The Department of Finance has hired a consultant to consult on how best to deal with other consultants.
Simon Longstaff of the Ethics Centre. Michael Quelch
Finance has hired an ethics consultant for advice about handling ties with PwC Australia and Scyne, an entity focused on government services that the consulting giant spun off after a tax-information leak scandal.
“It’s like outsourcing your conscience,” said Greens senator Barbara Pocock.
Senator Pocock, in an emailed statement, likened the situation to a scene out of Utopia, an Australian satirical TV series about bureaucrats.
“Just imagine a bureaucrat in the Department of Finance saying, ‘We need to hire a consultant to advise us on how to hire consultants,’” Senator Pocock said. The writers of Utopia, she said, “couldn’t have come up with a more laughable scenario”.
In a July letter to Finance Minister Katy Gallagher, the senator raised concerns about the department hiring Scyne, saying employing consultants from the offshoot company “appears to have the effect of sidestepping accountability”.
In her response, Ms Gallagher said the department had hired Simon Longstaff, a renowned philosopher and chief executive of the Ethics Centre, a not-for-profit organisation.
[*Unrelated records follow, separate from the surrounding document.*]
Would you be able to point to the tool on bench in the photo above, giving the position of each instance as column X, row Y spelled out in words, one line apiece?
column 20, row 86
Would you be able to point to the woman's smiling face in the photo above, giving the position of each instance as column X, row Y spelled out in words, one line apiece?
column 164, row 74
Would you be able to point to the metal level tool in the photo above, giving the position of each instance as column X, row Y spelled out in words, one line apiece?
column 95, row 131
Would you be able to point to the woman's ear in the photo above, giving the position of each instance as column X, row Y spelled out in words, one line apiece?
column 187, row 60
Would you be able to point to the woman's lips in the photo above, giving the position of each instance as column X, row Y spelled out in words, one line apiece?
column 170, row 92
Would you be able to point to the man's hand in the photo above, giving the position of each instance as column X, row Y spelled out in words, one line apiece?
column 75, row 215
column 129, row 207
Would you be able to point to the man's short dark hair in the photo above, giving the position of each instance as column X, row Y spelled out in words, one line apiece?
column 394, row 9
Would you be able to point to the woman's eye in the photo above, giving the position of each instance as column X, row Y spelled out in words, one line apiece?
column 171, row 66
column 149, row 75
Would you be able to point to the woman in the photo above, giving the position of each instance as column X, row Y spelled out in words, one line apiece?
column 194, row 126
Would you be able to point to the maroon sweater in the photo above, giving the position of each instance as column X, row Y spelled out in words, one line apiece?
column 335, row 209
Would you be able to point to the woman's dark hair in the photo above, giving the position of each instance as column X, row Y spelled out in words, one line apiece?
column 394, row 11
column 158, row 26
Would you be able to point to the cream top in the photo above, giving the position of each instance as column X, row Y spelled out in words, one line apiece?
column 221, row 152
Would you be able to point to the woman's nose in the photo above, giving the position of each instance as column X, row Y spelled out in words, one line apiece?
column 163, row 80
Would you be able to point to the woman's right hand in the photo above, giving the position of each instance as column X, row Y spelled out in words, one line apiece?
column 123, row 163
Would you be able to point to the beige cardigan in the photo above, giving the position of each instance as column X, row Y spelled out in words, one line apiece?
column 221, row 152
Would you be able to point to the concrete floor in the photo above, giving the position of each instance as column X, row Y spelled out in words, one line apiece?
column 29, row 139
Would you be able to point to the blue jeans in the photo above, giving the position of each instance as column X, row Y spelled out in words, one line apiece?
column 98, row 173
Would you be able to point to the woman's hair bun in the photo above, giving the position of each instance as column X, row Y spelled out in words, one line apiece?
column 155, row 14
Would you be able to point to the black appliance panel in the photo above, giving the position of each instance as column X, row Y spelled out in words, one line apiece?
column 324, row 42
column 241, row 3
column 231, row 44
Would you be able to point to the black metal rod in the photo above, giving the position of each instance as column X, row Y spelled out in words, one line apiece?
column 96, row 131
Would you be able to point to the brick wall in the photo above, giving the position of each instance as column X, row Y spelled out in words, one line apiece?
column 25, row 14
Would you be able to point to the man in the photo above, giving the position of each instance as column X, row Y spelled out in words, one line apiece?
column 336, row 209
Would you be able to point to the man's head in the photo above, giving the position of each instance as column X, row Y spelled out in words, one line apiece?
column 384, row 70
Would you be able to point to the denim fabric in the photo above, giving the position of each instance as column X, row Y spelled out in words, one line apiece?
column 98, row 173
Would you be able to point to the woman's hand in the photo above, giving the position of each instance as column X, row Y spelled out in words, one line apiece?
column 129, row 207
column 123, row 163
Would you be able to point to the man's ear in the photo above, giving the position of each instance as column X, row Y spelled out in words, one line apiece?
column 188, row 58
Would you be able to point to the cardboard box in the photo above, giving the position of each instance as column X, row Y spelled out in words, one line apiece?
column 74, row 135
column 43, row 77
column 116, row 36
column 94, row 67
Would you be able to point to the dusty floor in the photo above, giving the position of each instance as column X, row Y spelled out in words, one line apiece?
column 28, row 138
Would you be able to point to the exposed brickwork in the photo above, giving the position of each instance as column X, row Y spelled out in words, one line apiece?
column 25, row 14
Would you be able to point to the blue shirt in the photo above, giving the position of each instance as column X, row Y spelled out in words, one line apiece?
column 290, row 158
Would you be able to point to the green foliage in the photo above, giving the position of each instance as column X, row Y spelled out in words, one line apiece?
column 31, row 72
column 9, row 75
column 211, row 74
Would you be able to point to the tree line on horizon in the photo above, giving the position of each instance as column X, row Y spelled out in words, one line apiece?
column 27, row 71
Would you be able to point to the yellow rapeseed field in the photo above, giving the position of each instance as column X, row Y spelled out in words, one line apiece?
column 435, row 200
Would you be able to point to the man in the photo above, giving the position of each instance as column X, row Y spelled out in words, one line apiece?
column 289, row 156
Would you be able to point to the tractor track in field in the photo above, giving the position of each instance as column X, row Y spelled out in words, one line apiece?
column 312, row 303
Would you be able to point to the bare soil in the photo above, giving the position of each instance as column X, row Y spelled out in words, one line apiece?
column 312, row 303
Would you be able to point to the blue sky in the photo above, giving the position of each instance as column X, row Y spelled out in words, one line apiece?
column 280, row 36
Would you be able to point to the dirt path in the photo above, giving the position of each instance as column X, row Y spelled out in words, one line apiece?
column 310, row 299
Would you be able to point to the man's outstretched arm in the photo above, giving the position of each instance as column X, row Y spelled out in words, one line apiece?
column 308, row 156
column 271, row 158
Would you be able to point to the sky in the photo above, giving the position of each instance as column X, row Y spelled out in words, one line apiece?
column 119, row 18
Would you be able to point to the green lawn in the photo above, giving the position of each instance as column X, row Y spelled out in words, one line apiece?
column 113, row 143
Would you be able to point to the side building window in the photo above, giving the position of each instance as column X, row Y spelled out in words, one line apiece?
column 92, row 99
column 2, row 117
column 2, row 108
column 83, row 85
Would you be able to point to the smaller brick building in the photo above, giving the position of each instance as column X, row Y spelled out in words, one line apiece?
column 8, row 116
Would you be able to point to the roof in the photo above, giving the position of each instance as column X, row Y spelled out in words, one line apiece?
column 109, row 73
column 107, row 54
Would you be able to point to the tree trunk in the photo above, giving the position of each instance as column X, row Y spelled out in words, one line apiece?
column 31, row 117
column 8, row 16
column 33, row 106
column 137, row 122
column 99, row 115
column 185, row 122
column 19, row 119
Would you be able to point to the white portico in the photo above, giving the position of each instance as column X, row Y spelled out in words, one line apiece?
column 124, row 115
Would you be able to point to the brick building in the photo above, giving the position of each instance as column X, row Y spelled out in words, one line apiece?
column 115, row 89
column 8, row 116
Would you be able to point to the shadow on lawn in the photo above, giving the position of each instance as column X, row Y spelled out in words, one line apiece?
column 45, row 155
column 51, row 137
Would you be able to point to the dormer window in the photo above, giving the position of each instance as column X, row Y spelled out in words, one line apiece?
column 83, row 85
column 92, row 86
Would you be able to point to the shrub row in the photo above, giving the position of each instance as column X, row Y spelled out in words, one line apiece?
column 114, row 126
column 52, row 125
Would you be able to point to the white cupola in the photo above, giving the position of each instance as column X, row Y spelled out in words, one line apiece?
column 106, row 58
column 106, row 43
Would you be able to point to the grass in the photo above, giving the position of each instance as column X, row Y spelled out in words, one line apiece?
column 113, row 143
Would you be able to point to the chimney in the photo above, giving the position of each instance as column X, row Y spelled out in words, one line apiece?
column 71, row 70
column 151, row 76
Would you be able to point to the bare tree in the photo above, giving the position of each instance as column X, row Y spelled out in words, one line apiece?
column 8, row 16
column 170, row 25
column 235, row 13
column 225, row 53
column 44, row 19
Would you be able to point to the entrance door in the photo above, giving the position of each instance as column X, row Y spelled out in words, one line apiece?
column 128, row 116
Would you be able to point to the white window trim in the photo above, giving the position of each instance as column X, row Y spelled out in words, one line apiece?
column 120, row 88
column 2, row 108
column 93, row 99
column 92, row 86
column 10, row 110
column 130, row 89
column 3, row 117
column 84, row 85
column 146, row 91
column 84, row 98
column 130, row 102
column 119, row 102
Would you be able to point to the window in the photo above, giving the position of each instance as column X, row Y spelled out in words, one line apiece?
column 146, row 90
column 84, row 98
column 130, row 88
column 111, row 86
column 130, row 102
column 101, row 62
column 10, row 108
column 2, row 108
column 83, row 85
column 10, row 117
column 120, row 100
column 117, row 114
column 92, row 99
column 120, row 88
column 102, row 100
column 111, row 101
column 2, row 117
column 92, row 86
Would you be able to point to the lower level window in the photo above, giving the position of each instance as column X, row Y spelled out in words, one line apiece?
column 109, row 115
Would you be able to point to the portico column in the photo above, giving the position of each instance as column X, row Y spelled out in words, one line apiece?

Mr Longstaff would assist the government in assessing whether it could “have confidence in any future work [Scyne] delivers”.
The Finance Department said in an email that the contract was worth $32,000. Mr Longstaff’s “significant knowledge and expertise in the field of ethics appropriately places him to provide the Commonwealth with advice on the range of ethical issues that may arise while engaging with PwC and Scyne”, the department statement said.